Cai Don Shan

Philosophie aus
Cai Don Shan

 

Marion und Joachim mit Peggy

 

Seit meiner frühesten Kindheit besitze ich Hunde.
Die ersten Hunde waren einfache Mischlingshunde, bis ich dann endlich im Jahr 1985 zum Eurasier kam.
Der Eurasier war zwar ein sehr schöner, jedoch auch ein sehr lauffreudiger Hund, welcher täglich mindestens 10 bis 15 Kilometer auf dem Fahrrad ausgeführt werden muste. Aufgrund beruflicher Veränderungen und Zeitmangels war es mir leider nicht mehr möglich, weiter bei der Rasse Eurasier zu bleiben.
Da meine Frau und ich jedoch trotzdem sehr große Hundeliebhaber sind, überlegten wir uns, welche Rasse zu uns und den neuen Gegebenheiten am besten passen würde.
Wir kamen zu der Erkenntnis, in Zukunft unsere Familie um einen Chow zu bereichern. Wir kauften uns einen Rüden, diesen nannten wir Nero.
Dabei entwickelten wir eine solche Freude an dieser Rasse, dass wir in den Allgemeinen Chow Chow Club eingetreten sind, und zwar in die Landesgruppe Rheinland.
Wir fingen auch an, Ausstellungen in ganz Deutschland erfolgreich zu besuchen.
Als uns der Chow-Virus vollkommen erfasst hatte, vergrößerten wir unsere Chow-Familie um die beiden Hündinnen Lynn und Yuma.
Wir arbeiteten im Vorstand der ACC-Landesgruppe Rheinland aktiv mit.

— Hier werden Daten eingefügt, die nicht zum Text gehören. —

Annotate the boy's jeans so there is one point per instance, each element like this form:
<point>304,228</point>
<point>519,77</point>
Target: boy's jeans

Zehn Jahre lang bekleidete ich das Amt des Zweiten Vorsitzenden.
Chows machen einen Großteil unseres Lebens aus. Unsere Tiere machen uns eine solche Freude, dass wir uns dazu entschieden haben, selbst zu züchten und eigene Chows in familiärer Umgebung aufzuziehen.
Nero, Lynn und Yuma haben uns leider schon verlassen. Zur Zeit heißen unsere Schätze Peggy und Djato.